2 When all this had been settled a letter was delivered to me from you, in which you ask my advice as to what I suggest you should do, whether you should settle down in Sicily or set out to finish off your arrears of business in Asia. Your discussing alternatives in this way did not seem to me to fit in with what Largus said. He spoke to me in such a way as to imply that you were not at liberty to remain in Sicily any longer, whereas you discuss the question as though that permission had been given you. But whether the latter or the former is the truth, my own opinion is that you ought to stay in Sicily. The proximity of the island to Rome will help you, whether in carrying your point by the frequent interchange of letters and messengers, or in expediting your return, when the matter is either arranged according to your request, as I hope it will be, or settled once for all in some other way. And that is why I am strongly of opinion that you ought to stay.
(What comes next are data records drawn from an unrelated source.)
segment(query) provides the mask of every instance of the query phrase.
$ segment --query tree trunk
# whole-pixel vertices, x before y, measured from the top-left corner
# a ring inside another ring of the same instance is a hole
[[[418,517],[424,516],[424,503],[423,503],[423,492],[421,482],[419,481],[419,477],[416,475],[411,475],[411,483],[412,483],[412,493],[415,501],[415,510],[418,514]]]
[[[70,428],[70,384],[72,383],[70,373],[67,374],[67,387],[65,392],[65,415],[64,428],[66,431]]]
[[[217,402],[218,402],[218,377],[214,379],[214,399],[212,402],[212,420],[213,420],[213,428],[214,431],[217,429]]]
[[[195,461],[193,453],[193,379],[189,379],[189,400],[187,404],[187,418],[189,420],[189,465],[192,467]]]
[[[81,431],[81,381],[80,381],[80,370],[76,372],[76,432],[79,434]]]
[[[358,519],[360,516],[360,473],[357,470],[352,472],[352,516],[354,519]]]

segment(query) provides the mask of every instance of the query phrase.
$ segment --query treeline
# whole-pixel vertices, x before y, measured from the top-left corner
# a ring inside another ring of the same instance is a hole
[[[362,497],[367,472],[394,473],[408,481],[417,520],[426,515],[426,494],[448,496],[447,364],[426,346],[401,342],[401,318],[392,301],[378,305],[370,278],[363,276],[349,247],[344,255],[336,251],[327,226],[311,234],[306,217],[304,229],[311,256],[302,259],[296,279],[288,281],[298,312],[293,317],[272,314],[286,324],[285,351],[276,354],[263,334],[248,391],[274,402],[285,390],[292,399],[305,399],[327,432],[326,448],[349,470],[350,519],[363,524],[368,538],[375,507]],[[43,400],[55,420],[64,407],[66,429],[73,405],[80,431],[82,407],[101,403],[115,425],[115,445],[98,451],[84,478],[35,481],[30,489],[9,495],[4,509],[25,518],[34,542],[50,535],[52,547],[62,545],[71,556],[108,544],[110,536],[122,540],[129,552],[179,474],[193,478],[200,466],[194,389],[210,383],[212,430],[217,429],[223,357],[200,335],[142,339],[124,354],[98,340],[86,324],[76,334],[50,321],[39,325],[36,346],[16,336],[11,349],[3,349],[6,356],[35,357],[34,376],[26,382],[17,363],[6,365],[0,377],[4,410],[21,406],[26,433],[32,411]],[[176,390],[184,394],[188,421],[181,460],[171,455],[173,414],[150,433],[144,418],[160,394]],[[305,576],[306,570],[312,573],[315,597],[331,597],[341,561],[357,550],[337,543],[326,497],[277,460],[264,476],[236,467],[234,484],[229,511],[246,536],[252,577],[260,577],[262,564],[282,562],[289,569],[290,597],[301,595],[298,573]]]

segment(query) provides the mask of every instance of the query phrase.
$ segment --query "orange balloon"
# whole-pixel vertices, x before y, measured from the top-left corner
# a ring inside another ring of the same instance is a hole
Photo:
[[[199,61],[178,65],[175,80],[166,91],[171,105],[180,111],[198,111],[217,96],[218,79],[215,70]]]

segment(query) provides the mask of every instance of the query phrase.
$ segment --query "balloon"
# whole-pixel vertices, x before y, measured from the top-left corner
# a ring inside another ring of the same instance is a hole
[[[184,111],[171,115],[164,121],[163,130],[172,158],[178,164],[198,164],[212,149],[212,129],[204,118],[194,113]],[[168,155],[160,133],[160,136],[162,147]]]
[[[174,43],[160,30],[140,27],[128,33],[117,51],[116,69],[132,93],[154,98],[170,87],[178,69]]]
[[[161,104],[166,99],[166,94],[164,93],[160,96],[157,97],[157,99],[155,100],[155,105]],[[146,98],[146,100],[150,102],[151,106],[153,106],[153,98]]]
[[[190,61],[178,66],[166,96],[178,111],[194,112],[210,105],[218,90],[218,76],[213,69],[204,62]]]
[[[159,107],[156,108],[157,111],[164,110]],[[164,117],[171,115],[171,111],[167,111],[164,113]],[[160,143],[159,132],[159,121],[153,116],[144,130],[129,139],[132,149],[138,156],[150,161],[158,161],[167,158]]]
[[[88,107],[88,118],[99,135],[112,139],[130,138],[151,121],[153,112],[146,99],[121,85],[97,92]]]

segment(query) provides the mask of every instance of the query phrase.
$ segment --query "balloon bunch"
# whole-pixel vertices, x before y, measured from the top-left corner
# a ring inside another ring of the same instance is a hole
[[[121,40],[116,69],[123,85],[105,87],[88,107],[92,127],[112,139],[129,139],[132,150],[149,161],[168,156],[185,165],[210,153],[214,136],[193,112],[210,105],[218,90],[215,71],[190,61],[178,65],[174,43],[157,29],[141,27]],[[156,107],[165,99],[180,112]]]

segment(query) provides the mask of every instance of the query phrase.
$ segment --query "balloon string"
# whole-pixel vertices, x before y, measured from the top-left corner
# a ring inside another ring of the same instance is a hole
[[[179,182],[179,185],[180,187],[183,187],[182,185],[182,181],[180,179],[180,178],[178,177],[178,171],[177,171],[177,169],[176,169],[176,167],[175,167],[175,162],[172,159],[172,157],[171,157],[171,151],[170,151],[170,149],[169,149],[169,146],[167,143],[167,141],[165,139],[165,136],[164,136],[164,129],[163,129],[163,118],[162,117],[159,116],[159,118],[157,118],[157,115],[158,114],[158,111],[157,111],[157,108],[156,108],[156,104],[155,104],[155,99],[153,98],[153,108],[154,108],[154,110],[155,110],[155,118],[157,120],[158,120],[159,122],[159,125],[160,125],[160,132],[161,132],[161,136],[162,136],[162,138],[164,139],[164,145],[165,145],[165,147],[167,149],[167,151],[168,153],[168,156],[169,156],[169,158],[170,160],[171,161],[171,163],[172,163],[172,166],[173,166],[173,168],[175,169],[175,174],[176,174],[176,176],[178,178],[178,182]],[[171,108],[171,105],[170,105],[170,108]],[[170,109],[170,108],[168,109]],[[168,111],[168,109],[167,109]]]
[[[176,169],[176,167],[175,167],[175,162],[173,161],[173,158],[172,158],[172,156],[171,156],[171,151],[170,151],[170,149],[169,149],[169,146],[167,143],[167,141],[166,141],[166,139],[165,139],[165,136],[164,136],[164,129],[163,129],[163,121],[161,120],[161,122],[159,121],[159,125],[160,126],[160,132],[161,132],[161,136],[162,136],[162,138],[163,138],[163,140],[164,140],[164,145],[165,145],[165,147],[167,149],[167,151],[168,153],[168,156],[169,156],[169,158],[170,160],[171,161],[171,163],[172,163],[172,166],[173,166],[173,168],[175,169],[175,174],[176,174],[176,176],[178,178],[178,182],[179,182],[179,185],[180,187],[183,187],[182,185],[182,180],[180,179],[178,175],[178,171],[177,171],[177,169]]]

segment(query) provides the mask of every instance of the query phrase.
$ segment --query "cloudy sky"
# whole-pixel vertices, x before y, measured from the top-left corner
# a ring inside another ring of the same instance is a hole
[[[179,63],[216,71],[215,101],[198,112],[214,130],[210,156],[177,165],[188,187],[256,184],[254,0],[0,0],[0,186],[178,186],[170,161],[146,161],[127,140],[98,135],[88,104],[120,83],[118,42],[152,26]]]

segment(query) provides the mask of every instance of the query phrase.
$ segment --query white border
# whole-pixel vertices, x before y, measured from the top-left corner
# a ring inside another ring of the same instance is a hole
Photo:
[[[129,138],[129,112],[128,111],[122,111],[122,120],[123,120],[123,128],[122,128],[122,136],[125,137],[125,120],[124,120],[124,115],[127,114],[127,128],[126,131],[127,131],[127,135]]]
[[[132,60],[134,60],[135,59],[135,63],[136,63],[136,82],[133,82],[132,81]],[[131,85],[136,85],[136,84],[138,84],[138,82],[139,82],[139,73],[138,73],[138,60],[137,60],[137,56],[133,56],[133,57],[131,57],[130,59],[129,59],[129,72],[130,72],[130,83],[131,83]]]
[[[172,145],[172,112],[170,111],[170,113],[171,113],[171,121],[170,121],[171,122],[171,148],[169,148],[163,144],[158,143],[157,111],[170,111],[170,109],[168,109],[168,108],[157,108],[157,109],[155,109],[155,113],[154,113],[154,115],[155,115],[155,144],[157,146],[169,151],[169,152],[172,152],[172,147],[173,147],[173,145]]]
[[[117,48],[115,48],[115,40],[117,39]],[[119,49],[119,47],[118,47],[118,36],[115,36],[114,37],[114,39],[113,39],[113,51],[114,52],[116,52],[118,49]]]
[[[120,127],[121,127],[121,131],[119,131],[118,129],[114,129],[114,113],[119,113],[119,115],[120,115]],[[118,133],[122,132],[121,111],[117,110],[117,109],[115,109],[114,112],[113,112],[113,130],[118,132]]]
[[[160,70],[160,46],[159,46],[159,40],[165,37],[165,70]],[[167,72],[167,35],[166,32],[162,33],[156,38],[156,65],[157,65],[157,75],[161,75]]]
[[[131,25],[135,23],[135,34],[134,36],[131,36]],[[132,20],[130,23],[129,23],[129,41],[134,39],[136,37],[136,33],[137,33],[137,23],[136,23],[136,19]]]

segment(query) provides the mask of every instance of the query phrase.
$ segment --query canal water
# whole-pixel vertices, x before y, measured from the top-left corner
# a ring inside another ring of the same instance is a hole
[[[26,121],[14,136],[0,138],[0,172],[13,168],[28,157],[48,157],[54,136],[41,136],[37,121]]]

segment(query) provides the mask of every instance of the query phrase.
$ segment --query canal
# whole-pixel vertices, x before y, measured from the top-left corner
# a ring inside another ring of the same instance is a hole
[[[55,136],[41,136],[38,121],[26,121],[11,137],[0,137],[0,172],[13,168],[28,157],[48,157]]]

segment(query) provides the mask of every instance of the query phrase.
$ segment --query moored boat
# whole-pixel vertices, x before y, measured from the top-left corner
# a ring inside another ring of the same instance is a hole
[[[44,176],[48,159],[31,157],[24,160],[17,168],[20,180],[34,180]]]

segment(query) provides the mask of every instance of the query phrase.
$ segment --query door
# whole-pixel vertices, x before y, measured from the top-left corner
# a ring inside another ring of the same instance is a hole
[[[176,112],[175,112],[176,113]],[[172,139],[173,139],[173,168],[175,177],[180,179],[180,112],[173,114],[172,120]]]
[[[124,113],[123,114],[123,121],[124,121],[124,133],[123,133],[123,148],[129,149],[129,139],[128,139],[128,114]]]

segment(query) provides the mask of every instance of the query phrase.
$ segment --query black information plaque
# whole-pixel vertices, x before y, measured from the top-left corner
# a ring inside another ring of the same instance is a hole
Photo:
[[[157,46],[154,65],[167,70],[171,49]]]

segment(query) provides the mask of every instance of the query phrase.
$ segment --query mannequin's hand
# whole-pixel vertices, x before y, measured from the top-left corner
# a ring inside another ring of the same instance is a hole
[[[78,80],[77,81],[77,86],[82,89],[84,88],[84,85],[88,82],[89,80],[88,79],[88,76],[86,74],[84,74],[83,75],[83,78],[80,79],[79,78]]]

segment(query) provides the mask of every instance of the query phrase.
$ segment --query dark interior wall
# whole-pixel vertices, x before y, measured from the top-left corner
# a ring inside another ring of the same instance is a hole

3 I shall recommend you with all earnestness to my friend T. Furfanius Postumus [1] and his legates, who are also my friends, when they arrive here; for they are all at Mutina. They are excellent fellows, fond of men like yourself, and very intimate with me. Whatever occurs to me to do which I judge to be in your interests, that I shall do on my own initiative. If there is anything I do not know, I have only to
- ↑ This Furfanius was a iudex in the trial of Milo, and had been threatened by Clodius. He was now governor of Sicily for the second time.